De los amaneceres inolvidables y diferentes:   la tonalidad del cielo iba cambiando de azules a morados, rosados y amarillos, naranjas y rojos mezclándose con el colorido de los globos, las llamas avivantes de los globos listas para despegar, el bullicio de las personas llenas de asombro y otras en silencio, contemplando esta magnificencia.

Era grandioso ver como la luz entre nubes, iba llenando el día, y los ojos no eran suficientes para abarcar todos los ángulos y observar desde lo alto estas rocas en formas cónicas que han sido cambiantes a través de los siglos por la lluvia y el viento. 

Nuestro globo tenía una marca especial, Camilo mi hijo viaja con la bandera de Colombia y la ondea cuando quiere mostrarle al mundo que allí hay un corazón colombiano.  Esto nos acerca, nos identifica y hay más de una buena anécdota por este fino detalle.

El tiempo transcurrió demasiado rápido: ¿45 minutos? ¿Una hora? De perplejidad y magia, de cámaras, videos, fotos, suspiros. Cuando, de repente, en un idioma incomprensible, más como un grito, entendemos que debemos ir todos al piso de la canasta del globo: vamos a bajar, a tocar tierra.  Se nos acabó la alegría para pasar a segundos de un choque fuerte contra las rocas y muchos hombres tirando de las cuerdas para tratar de parar el globo y frenarlo.

Al estilo del paleolítico sigue esta atracción turística, ganando mucho dinero y con turistas quejumbrosos porque sufren con su espalda, o sus huesos, si no están en buena posición y buena forma física. Yo ya venía con mi mal del esqueleto. Y después de esto, mi mente comenzó a jugarme una mala pasada y mi cuerpo aprovechó de la compañía de los hijos fortachones que me ayudaron a seguir conociendo esta misteriosa ciudad subterránea con iglesias y espacios donde convivieron muchas comunidades cristianas.

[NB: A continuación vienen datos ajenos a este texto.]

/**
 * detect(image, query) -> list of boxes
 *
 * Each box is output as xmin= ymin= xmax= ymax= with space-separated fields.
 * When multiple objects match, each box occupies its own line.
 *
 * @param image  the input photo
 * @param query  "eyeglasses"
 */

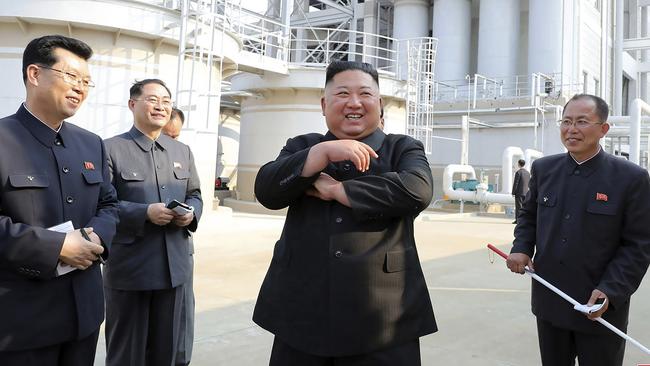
xmin=38 ymin=65 xmax=95 ymax=89
xmin=133 ymin=96 xmax=172 ymax=109
xmin=557 ymin=118 xmax=603 ymax=130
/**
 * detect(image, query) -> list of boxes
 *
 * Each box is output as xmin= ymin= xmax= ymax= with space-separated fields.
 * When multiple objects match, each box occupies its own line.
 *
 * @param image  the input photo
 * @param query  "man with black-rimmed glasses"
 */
xmin=104 ymin=79 xmax=202 ymax=366
xmin=0 ymin=35 xmax=117 ymax=366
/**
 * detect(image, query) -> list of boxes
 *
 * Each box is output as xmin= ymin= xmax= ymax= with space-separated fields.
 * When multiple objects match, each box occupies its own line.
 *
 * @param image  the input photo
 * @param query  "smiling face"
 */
xmin=26 ymin=48 xmax=90 ymax=127
xmin=560 ymin=98 xmax=609 ymax=162
xmin=129 ymin=83 xmax=172 ymax=138
xmin=321 ymin=70 xmax=382 ymax=140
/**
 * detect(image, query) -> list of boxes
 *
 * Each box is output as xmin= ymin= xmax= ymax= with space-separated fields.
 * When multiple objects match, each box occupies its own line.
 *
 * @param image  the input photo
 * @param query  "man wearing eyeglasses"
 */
xmin=507 ymin=94 xmax=650 ymax=366
xmin=0 ymin=36 xmax=117 ymax=366
xmin=104 ymin=79 xmax=202 ymax=366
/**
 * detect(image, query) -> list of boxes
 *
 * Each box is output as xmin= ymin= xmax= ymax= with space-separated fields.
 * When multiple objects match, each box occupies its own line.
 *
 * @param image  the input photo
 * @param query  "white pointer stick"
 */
xmin=488 ymin=244 xmax=650 ymax=355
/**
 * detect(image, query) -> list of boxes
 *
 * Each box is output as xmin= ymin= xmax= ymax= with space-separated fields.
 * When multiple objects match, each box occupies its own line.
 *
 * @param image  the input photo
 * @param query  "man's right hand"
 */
xmin=59 ymin=228 xmax=104 ymax=270
xmin=301 ymin=140 xmax=379 ymax=177
xmin=147 ymin=202 xmax=175 ymax=226
xmin=506 ymin=253 xmax=535 ymax=274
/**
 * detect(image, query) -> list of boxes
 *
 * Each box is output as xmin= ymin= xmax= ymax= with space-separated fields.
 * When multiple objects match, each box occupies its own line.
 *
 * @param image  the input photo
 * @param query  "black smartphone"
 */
xmin=166 ymin=200 xmax=194 ymax=215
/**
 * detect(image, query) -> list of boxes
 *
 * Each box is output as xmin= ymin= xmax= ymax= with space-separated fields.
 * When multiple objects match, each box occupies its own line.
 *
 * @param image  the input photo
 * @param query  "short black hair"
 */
xmin=564 ymin=94 xmax=609 ymax=123
xmin=129 ymin=79 xmax=172 ymax=99
xmin=171 ymin=107 xmax=185 ymax=124
xmin=23 ymin=34 xmax=93 ymax=83
xmin=325 ymin=61 xmax=379 ymax=86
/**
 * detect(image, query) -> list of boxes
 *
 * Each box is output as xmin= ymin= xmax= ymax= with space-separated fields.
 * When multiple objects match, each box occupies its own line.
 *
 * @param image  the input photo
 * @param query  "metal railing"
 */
xmin=289 ymin=27 xmax=399 ymax=74
xmin=434 ymin=73 xmax=582 ymax=108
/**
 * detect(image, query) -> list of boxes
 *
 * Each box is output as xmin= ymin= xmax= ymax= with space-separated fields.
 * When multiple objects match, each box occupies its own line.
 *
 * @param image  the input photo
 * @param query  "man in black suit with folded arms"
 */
xmin=507 ymin=94 xmax=650 ymax=366
xmin=253 ymin=61 xmax=437 ymax=366
xmin=0 ymin=36 xmax=117 ymax=366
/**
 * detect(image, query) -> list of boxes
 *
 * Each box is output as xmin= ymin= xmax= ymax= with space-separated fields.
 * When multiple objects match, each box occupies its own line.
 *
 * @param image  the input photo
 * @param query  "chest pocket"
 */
xmin=174 ymin=169 xmax=190 ymax=179
xmin=9 ymin=174 xmax=50 ymax=188
xmin=537 ymin=193 xmax=557 ymax=207
xmin=587 ymin=201 xmax=618 ymax=216
xmin=81 ymin=170 xmax=104 ymax=184
xmin=120 ymin=170 xmax=144 ymax=182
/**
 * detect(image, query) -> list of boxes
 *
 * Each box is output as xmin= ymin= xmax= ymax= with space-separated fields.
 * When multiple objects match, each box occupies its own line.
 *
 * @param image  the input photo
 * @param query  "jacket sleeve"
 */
xmin=185 ymin=147 xmax=203 ymax=232
xmin=0 ymin=219 xmax=65 ymax=279
xmin=255 ymin=136 xmax=319 ymax=210
xmin=510 ymin=162 xmax=537 ymax=258
xmin=343 ymin=138 xmax=433 ymax=219
xmin=106 ymin=145 xmax=149 ymax=236
xmin=597 ymin=171 xmax=650 ymax=307
xmin=86 ymin=137 xmax=119 ymax=258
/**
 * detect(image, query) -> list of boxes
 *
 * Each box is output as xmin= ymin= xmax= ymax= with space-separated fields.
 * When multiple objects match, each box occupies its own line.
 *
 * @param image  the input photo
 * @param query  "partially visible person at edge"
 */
xmin=512 ymin=159 xmax=530 ymax=224
xmin=0 ymin=35 xmax=118 ymax=366
xmin=104 ymin=79 xmax=203 ymax=366
xmin=162 ymin=107 xmax=195 ymax=366
xmin=253 ymin=61 xmax=437 ymax=366
xmin=507 ymin=94 xmax=650 ymax=366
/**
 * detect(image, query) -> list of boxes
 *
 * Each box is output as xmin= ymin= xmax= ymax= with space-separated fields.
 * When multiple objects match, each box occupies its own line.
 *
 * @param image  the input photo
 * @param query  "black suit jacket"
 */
xmin=0 ymin=106 xmax=117 ymax=351
xmin=104 ymin=127 xmax=203 ymax=290
xmin=512 ymin=151 xmax=650 ymax=333
xmin=253 ymin=130 xmax=437 ymax=356
xmin=512 ymin=168 xmax=530 ymax=196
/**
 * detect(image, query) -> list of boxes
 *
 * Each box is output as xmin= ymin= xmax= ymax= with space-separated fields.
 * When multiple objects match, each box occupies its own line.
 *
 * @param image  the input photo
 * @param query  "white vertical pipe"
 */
xmin=612 ymin=0 xmax=624 ymax=115
xmin=363 ymin=0 xmax=379 ymax=67
xmin=393 ymin=0 xmax=428 ymax=79
xmin=460 ymin=116 xmax=469 ymax=165
xmin=477 ymin=0 xmax=520 ymax=88
xmin=433 ymin=0 xmax=472 ymax=80
xmin=528 ymin=0 xmax=563 ymax=75
xmin=501 ymin=146 xmax=524 ymax=194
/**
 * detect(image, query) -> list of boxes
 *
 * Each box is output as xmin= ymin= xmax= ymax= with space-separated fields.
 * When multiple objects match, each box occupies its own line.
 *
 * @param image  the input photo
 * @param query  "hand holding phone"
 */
xmin=167 ymin=200 xmax=194 ymax=215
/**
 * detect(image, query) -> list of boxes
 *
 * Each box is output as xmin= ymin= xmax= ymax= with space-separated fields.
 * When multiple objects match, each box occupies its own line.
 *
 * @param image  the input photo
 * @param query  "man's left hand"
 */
xmin=586 ymin=289 xmax=609 ymax=320
xmin=172 ymin=212 xmax=194 ymax=227
xmin=306 ymin=173 xmax=350 ymax=207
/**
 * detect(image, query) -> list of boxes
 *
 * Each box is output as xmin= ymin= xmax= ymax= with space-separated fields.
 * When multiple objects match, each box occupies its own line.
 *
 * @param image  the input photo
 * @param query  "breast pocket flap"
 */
xmin=120 ymin=170 xmax=144 ymax=182
xmin=81 ymin=170 xmax=104 ymax=184
xmin=9 ymin=174 xmax=50 ymax=188
xmin=537 ymin=194 xmax=557 ymax=207
xmin=174 ymin=169 xmax=190 ymax=179
xmin=384 ymin=247 xmax=415 ymax=273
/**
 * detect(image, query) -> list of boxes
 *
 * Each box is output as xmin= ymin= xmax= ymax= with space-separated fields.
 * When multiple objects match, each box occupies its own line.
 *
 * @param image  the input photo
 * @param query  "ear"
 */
xmin=320 ymin=96 xmax=325 ymax=116
xmin=25 ymin=64 xmax=41 ymax=86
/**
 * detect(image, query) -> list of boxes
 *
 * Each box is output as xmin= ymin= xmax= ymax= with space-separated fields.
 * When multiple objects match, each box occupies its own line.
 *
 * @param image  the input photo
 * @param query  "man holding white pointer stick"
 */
xmin=507 ymin=94 xmax=650 ymax=366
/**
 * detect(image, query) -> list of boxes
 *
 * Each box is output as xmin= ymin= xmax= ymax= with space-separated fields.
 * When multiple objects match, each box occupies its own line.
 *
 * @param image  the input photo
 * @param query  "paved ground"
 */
xmin=95 ymin=209 xmax=650 ymax=366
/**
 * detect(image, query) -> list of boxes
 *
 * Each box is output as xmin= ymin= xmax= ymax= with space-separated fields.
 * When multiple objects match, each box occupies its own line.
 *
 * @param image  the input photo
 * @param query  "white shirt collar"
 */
xmin=23 ymin=102 xmax=65 ymax=133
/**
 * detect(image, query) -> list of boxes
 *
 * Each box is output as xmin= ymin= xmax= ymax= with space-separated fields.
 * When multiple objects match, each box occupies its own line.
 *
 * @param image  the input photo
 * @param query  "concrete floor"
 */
xmin=95 ymin=208 xmax=650 ymax=366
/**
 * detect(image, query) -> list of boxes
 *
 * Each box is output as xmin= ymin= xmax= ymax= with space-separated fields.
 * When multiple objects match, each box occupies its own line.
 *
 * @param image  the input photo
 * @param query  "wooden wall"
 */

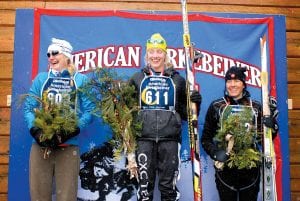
xmin=0 ymin=0 xmax=300 ymax=201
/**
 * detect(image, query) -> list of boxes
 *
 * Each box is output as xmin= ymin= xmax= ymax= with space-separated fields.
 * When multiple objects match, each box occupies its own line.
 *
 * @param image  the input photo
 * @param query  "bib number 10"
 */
xmin=48 ymin=92 xmax=70 ymax=104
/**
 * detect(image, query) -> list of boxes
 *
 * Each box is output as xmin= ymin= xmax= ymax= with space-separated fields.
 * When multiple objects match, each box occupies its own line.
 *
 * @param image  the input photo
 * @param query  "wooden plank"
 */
xmin=0 ymin=53 xmax=13 ymax=80
xmin=290 ymin=164 xmax=300 ymax=179
xmin=0 ymin=193 xmax=8 ymax=201
xmin=291 ymin=192 xmax=300 ymax=201
xmin=290 ymin=152 xmax=300 ymax=165
xmin=287 ymin=57 xmax=300 ymax=84
xmin=0 ymin=27 xmax=15 ymax=52
xmin=0 ymin=0 xmax=299 ymax=9
xmin=286 ymin=17 xmax=300 ymax=32
xmin=291 ymin=179 xmax=300 ymax=192
xmin=0 ymin=136 xmax=9 ymax=154
xmin=290 ymin=138 xmax=300 ymax=154
xmin=0 ymin=154 xmax=9 ymax=164
xmin=0 ymin=107 xmax=10 ymax=136
xmin=0 ymin=80 xmax=12 ymax=107
xmin=0 ymin=1 xmax=45 ymax=10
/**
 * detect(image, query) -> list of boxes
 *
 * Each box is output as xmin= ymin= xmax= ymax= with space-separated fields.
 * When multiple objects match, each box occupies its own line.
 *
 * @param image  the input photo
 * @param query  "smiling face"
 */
xmin=146 ymin=48 xmax=166 ymax=72
xmin=226 ymin=79 xmax=245 ymax=100
xmin=47 ymin=51 xmax=70 ymax=72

 Capadocia (Turquía), tiene un encanto único: es mágica, es maravillosa, tanto para los amantes de la naturaleza como para los amantes de la historia. Encierra cuentos de mucha maldad y sufrimiento, pues aquí los cristianos se refugiaron en la persecución de árabes y persas.  Se especializaron en hacer túneles en varios niveles, por donde se filtra el aire y la buena ventilación. Hay algunos túneles que permiten ser visitados por turistas. 

Caminamos, subimos y bajamos calles empedradas, disfrutamos de la fotografía, y de algunas tiendecillas donde compras el típico recuerdo de la ciudad que es catalogada como una de las más bellas de Turquía. 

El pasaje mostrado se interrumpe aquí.